O pé de pitaya pode ser plantado com mudas, inicialmente adquiridas. Depois, ramificação é bem aproveitada. O caule se configura de gomos, que vão surgindo como brotos e estes gomos logo ramificam. Procedi alerta que não pode enterrar muito. “Basta colocar na terra, no máximo uns dois centímetros, pois depois disto ele começa a apodrecer”, alerta. A ressalva é feita com experiência. Da primeira vez que plantou acabou matando todas as mudas.
Assim que estiver firme e perceptível o desenvolvimento da planta, o produtor para de ter a necessidade de cuidados especiais. A adubação pode ser orgânica, não necessitando de defensivos especiais para a sua sobrevivência. Como o crescimento do caule, é interessante que se construa suporte e amarrações para que consiga permanecer em pé, pois o caule é fino e o fruto é bastante pesado, levando-se em conta estrutura física.
Em pouco tempo – os pés que estão na casa de Procedi têm três anos – começa a frutificar. No local onde ficam os espinhos nascem flores. Elas são brancas e logo amarelam e apodrecem, sobrando a sua base de onde, rapidamente, começa a vir o fruto. Em poucos dias ele se desenvolve, primeiro na cor verde escuro, semelhante à do caule, mudando para tons rosas, com escamas, que é o significado da palavra pitaya: fruta escamosa.
Outra vantagem é a possibilidade de produção em um espaço pequeno. Não é preciso muita distância entre um e outro pé e cada planta apresenta grande frutificação. Em poucos metros, no quintal de Procedi, estão colocados nove pés, que já viraram mudas, que distribui gratuitamente para conhecidos. “Já passei mudas para mais de 20 famílias. O desenvolvimento é muito rápido”, afirma.

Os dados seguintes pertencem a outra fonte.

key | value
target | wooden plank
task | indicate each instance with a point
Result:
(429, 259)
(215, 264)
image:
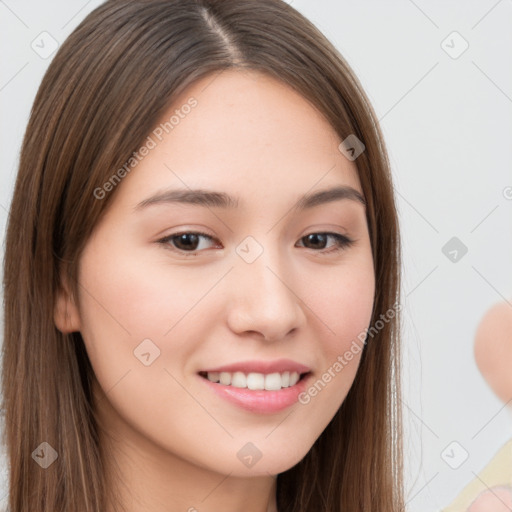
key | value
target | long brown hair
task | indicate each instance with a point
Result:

Gomos do caule são transformados em mudas e, rapidamente, ramificam

Colheita

Procedi orienta que a estrutura para dar suporte aos pés não seja muito alta, permitindo que a colheita seja feita por cima. Assim, podem ser evitados os espinhos e a possibilidade de se perder algum fruto é menor, pois é possível manter maior controle sobre a maturação.
Cada uma das plantas pode dar vários frutos, pois eles surgem dos pontos espinhosos, que são percebidos em grande número, em cada gomo do caule. Em matéria reproduzida na televisão, o ilopolitano diz ter visto que um pé pode dar até 200 pitayas por colheita – o que ainda não é uma realidade em sua produção experimental.
Os resultados, mesmo que ainda não atinjam toda a expectativa anunciada pela reportagem, são considerados satisfatórios por Procedi. “Cada fruto dá em torno de meio quilo e isto é interessante, porque os preços ainda estão bem bons. Quando vi sobre pitaya pela primeira vez custava em torno de R$ 80, agora deve estar uns R$ 12 a R$ 16 no supermercado, mas ainda é bem bom”, destaca.
Diante do bom desempenho percebido, Procedi já reserva um espaço em sua propriedade para aumentar a produção. “Agora, no Carnaval, meus filhos e eu vamos aumentar e fazer a ocupação da horta com a pitaya”, adianta empolgado ao ver que os frutos já podem ser colhidos. A safra estende-se, no Brasil, de dezembro a maio e não costuma produzir em uma leva. No mesmo pé é possível perceber fruto maduro, que tem sabor suave e adocicado, e outros ainda em fase de floração.

Os benefícios da pitaya

– Proteger as células do organismo, pois a casca deste fruto é rica em polifenóis que são antioxidantes;
– Ajudar na digestão devido à presença de sementes na polpa;
– Combater doenças cardiovasculares, pois as sementes contêm ácidos graxos essenciais como os ômega 3;
– Regular o intestino pois tem oligossacarídeos, que são fibras que combatem a prisão de ventre;
– Regular a pressão arterial, por ser uma fruta bastante rica em água que estimula a produção de urina, reduzindo o acúmulo de líquidos no organismo;
– Combater a anemia e osteoporose por conter vitaminas e minerais importantes como ferro, fósforo, vitaminas B, C e E.